Single by Billy Squier
- A-side: "Christmas Is the Time to Say 'I Love You'"
- B-side: "My Kinda Lover"
- Released: 1981
- Genre: Rock, Christmas
- Length: 2:52
- Label: Capitol
- Songwriter: Billy Squier
- Producers: Reinhold Mack Billy Squier

Billy Squier singles chronology
| "My Kinda Lover" (1981) | "Christmas is the Time to Say 'I Love You'" (1981) | "Everybody Wants You" (1982) |

= Christmas Is the Time to Say 'I Love You' =

"Christmas Is the Time to Say 'I Love You'" is a holiday rock song by Billy Squier, released in 1981 as the B-side of his single "My Kinda Lover" (Capitol 5037). In 1981, a video of the song was recorded with MTV VJs and staff members singing along with a live performance by Squier.

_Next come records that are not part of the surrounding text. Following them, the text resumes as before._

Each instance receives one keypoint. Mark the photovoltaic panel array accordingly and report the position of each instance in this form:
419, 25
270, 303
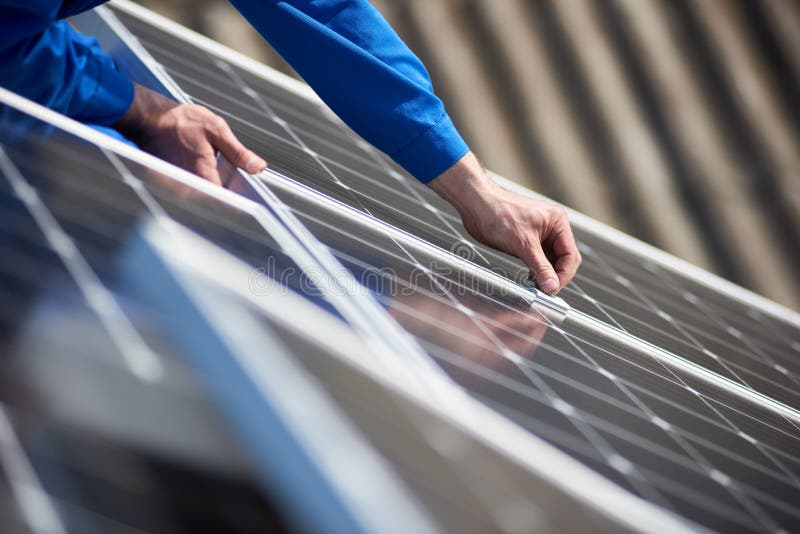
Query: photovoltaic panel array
697, 447
111, 422
304, 141
96, 399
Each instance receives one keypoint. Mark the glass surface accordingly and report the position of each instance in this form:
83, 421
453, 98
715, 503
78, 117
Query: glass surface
682, 445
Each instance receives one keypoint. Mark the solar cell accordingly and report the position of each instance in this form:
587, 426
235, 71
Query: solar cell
102, 424
682, 394
628, 416
95, 284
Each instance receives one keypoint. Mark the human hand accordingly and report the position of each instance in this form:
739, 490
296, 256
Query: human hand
186, 135
535, 231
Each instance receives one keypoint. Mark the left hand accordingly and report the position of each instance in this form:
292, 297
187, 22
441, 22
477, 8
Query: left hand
186, 135
536, 231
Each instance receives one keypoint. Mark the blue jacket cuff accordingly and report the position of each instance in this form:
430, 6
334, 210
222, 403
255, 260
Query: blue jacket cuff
432, 153
113, 96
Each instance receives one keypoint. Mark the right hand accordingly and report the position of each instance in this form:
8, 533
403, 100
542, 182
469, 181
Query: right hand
186, 135
534, 230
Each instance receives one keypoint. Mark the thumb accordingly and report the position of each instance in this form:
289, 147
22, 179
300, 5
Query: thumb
225, 141
542, 271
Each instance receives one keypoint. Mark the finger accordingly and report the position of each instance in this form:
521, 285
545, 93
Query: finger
206, 167
542, 271
223, 140
564, 252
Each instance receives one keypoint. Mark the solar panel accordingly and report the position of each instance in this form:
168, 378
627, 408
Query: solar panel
102, 423
687, 397
154, 323
677, 388
303, 141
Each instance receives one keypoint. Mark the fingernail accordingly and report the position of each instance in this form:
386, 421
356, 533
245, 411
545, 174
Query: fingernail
549, 286
255, 164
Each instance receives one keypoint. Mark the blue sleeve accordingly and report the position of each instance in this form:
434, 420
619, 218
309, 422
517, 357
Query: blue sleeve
358, 65
50, 63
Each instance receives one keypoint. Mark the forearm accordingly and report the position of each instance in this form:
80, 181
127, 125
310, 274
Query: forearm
353, 59
52, 64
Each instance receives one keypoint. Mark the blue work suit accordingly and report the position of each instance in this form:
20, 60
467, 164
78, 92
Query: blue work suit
344, 49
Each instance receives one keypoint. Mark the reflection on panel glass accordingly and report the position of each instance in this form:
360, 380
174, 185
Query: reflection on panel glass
302, 141
682, 445
623, 413
113, 424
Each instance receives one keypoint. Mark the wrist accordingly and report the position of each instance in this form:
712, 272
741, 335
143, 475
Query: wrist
143, 114
465, 185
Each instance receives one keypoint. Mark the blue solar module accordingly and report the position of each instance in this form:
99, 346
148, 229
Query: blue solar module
652, 397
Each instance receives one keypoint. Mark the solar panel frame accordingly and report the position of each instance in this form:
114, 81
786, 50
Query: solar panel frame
660, 258
593, 490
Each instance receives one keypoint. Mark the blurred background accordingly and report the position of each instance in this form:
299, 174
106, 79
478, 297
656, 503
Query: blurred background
677, 121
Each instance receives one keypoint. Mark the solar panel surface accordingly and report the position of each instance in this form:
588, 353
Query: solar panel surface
113, 425
684, 444
107, 455
302, 140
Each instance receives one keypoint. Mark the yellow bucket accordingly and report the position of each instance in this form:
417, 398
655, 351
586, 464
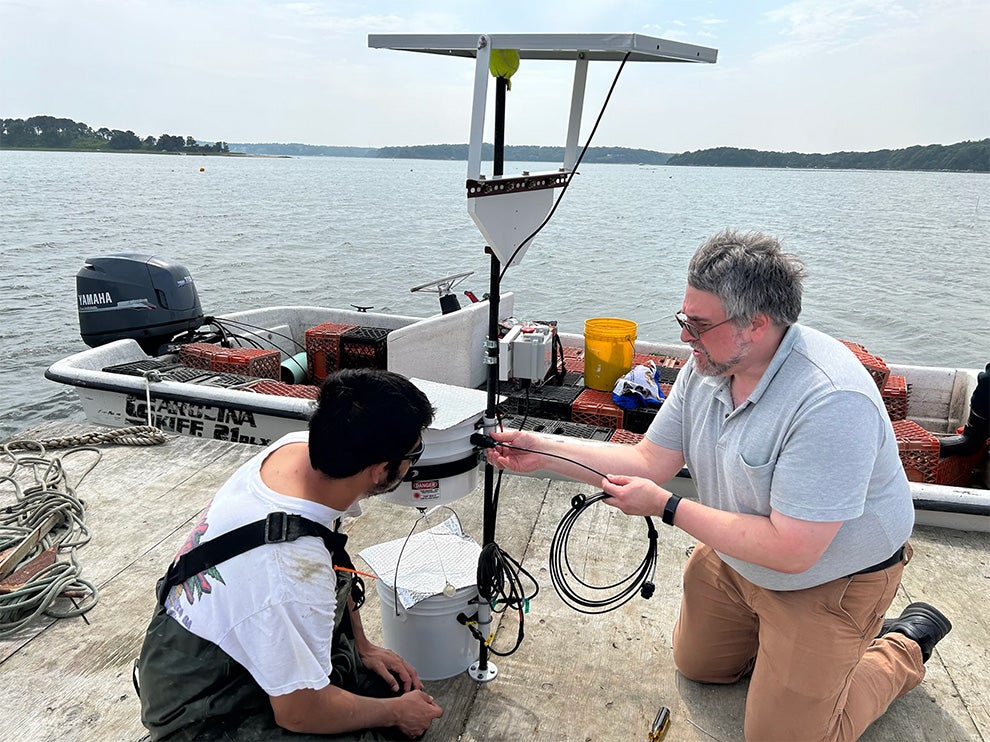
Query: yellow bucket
608, 351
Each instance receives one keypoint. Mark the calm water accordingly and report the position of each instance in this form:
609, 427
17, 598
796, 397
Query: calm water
897, 261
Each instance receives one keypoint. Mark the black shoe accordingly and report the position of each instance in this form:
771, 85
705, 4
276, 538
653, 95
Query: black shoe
921, 623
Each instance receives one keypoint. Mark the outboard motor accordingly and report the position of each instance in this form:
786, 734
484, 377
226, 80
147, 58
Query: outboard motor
143, 297
977, 428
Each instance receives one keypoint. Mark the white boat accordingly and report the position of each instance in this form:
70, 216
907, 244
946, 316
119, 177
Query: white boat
121, 384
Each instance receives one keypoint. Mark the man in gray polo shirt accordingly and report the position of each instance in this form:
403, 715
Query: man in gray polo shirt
804, 509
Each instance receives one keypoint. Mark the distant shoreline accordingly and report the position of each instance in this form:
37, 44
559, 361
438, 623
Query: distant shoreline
136, 152
913, 159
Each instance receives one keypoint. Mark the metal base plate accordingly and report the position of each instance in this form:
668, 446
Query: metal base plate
483, 676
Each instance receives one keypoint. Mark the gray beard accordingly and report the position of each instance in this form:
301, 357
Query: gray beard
708, 367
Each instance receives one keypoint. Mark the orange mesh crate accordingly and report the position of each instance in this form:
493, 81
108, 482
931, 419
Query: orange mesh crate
875, 365
894, 395
281, 389
323, 348
918, 449
957, 471
855, 347
624, 436
246, 361
596, 408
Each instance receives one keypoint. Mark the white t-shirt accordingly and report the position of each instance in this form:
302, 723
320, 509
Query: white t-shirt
271, 608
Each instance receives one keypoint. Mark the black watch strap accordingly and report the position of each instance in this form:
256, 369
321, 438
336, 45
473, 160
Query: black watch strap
669, 509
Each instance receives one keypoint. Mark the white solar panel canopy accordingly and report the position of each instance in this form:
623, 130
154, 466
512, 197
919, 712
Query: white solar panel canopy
509, 210
593, 46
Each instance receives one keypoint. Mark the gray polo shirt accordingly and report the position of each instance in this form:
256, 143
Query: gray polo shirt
813, 441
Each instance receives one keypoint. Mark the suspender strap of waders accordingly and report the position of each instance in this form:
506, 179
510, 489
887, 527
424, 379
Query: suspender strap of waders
277, 528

VJ Martha Quinn remembers it as her number one moment when working for MTV. A large number of the background singers and revelers was made up of New York and Philadelphia radio and record people, including Anita Gevinson from WMMR.

==Covers==
The song has been covered by Darlene Love, Alexa Vega, and by SR-71. Katharine McPhee recorded a cover of the song on her Christmas album, Christmas is the Time to Say I Love You, which was released on October 12, 2010.